A three-quarter ton truck transported us and the rations for ourselves and the porters the 130 miles odd from Nairobi to Trinau, where we made our base at the farm of hospitable Mr. and Mrs. W. Powys. Two stops were made on the way, one to buy rations and blankets for the porters, a lengthy process as they did the shopping themselves, and the other to take a cup of tea and final advice about the mountain from P. Wyn Harris, now a district Commissioner at Nyevi.

The party finally set off at 11.30 on Saturday, February 7th. Fifteen porters may seem a large number for five climbers, but they had to carry all the equipment, tents, sleeping bags, cooking utensils and food for eight days, By no means the lightest portion of their load was their own food. On such an expedition it is always a fine point to decide the number of porters to carry the necessary impedimenta, and the further number required to carry food for the first lot, and so on. Their normal food is posho, a meal made from the mealie, but meat is dear to their heart and the proudest member of their party was one who carried the dissected carcase of a sheep, the generous gift of Mr. Powys. His load grew quickly lighter, but nevertheless on the second and third days in the hot sun it was advisable to keep upwind of him.
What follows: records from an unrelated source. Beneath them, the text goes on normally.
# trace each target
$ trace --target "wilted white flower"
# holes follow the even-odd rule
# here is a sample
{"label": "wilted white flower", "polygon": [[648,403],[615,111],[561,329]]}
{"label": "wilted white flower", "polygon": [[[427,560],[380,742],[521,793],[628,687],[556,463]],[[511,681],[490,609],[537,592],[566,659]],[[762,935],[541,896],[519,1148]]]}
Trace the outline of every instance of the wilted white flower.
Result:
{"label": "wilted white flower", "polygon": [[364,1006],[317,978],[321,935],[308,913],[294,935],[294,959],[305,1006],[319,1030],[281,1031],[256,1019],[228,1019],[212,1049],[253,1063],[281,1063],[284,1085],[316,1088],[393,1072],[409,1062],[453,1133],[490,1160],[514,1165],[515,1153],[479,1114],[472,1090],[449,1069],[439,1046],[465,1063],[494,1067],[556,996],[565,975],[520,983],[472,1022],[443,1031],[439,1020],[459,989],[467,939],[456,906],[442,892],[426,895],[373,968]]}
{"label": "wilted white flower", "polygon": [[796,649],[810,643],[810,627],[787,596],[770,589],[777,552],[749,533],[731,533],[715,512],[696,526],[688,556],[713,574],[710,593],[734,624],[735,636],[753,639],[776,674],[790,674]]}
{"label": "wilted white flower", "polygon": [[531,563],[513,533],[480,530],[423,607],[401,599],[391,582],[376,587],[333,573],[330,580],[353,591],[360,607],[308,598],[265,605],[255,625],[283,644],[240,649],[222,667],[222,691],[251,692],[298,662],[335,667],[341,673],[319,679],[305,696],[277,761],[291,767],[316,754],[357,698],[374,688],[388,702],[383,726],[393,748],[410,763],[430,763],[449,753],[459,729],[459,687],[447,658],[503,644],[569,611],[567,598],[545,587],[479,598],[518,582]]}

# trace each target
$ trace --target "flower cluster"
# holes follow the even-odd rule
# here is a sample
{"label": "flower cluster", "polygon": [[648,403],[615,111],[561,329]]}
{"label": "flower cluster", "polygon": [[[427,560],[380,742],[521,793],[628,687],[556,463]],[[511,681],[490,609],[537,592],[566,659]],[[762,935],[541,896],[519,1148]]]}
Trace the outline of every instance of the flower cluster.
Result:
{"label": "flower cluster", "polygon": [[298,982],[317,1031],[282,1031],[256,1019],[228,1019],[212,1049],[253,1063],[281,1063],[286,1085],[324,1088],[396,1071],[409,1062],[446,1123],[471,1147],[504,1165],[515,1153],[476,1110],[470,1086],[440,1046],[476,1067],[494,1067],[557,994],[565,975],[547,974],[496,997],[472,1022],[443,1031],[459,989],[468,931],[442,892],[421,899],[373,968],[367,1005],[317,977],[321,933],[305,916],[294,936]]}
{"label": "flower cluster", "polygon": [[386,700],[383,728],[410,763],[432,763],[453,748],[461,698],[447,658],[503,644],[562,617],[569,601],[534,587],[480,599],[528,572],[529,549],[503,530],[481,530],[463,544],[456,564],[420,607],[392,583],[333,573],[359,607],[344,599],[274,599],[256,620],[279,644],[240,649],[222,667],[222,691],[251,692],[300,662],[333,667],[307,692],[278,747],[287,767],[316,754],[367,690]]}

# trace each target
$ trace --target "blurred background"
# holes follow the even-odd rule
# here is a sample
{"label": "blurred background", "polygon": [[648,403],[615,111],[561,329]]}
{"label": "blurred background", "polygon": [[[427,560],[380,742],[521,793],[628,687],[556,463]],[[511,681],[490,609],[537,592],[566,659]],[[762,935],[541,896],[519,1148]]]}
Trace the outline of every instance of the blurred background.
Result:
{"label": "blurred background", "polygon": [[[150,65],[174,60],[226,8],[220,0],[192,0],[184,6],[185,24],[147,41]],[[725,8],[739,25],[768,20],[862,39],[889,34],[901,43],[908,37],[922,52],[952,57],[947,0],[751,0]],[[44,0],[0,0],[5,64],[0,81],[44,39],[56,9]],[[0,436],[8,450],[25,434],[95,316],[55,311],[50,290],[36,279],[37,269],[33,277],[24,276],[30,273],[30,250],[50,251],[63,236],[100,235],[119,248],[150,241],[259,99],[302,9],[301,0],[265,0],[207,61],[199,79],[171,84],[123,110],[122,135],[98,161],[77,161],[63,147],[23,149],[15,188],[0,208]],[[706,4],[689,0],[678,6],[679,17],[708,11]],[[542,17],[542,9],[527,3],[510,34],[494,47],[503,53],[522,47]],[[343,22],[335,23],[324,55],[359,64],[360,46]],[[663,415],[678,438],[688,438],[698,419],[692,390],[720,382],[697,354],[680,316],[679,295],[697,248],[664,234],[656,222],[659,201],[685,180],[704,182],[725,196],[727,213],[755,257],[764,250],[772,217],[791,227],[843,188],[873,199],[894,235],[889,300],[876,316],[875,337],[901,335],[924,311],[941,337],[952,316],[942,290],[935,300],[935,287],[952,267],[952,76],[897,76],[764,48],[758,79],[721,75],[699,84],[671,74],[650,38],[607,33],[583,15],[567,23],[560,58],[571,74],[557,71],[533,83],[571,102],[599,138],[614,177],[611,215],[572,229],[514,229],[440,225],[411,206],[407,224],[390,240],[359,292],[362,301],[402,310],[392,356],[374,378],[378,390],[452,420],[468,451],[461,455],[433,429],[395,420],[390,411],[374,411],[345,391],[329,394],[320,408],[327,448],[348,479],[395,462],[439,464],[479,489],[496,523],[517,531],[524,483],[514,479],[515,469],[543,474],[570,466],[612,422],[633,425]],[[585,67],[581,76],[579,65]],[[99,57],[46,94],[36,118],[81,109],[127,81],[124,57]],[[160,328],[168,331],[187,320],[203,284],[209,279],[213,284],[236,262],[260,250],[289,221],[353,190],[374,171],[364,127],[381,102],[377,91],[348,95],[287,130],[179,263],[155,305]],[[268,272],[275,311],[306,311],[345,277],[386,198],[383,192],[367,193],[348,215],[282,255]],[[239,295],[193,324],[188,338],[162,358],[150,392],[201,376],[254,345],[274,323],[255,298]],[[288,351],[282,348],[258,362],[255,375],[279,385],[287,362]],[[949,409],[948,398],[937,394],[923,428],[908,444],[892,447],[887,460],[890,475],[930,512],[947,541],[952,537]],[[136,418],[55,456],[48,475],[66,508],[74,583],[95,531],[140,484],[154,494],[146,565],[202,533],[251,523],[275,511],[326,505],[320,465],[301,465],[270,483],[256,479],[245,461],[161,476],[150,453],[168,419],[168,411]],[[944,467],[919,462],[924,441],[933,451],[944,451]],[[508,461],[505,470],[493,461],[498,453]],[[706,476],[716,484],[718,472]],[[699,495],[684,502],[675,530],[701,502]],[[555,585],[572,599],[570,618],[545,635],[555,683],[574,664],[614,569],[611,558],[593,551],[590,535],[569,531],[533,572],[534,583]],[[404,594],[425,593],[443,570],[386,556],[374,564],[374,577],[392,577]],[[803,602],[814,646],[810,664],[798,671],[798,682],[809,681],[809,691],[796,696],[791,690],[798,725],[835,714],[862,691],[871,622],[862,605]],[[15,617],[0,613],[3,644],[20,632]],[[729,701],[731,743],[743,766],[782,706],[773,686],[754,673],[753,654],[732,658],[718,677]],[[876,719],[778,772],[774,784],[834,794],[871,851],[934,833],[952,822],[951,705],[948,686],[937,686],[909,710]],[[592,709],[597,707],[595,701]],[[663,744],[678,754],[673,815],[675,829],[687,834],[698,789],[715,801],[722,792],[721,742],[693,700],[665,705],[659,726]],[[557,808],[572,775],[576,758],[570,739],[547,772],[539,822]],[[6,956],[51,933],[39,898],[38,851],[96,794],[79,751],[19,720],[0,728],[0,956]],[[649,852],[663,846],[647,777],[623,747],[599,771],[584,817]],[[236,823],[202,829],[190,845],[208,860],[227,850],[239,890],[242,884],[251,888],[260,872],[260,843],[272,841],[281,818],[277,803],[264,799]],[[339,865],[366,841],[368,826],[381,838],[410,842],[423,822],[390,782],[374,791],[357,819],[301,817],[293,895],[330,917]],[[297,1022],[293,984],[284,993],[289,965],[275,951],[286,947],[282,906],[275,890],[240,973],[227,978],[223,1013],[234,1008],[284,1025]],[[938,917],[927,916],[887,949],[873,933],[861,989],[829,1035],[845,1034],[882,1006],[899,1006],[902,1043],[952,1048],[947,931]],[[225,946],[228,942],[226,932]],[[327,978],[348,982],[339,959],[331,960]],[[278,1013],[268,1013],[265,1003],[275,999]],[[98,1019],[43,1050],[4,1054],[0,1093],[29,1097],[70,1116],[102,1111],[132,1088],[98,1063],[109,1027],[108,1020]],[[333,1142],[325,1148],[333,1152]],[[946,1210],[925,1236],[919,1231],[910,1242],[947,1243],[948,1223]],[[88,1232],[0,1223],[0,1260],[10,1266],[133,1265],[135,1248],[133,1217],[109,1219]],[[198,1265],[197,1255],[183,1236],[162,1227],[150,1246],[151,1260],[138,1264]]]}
The first day’s going was very pleasant, over moorland in bright sunshine, starting about 9,000 feet up. Camp was pitched at about 5 p.m. at the Marania river. Throughout the day we were regaled by magnificent views of the distant peak, on which there appeared to have been a heavy snowfall. By approaching from the North-west we avoided the forest belt which almost encircles the mountain. On Sunday the moorland gradually gave way to tussocky grass which made extremely hard going. The weather was perfect and the distant views magnificent. It was difficult to imagine that the snow-clad peak ahead of us rose to 17,000 feet. At lunchtime we were able to have a bathe in an ice-cold river, soon compensated for by the warm sun. Camp was pitched that night by the Gathita river, at about 12,000 feet. Gone were the warm nights, and we awoke to find all that had been running water frozen solid. At this altitude it regularly freezes solid at night and thaws completely in the daytime. The porters, who had come from a hundred miles away, were thrilled, and were very keen to take some ice home to their friends!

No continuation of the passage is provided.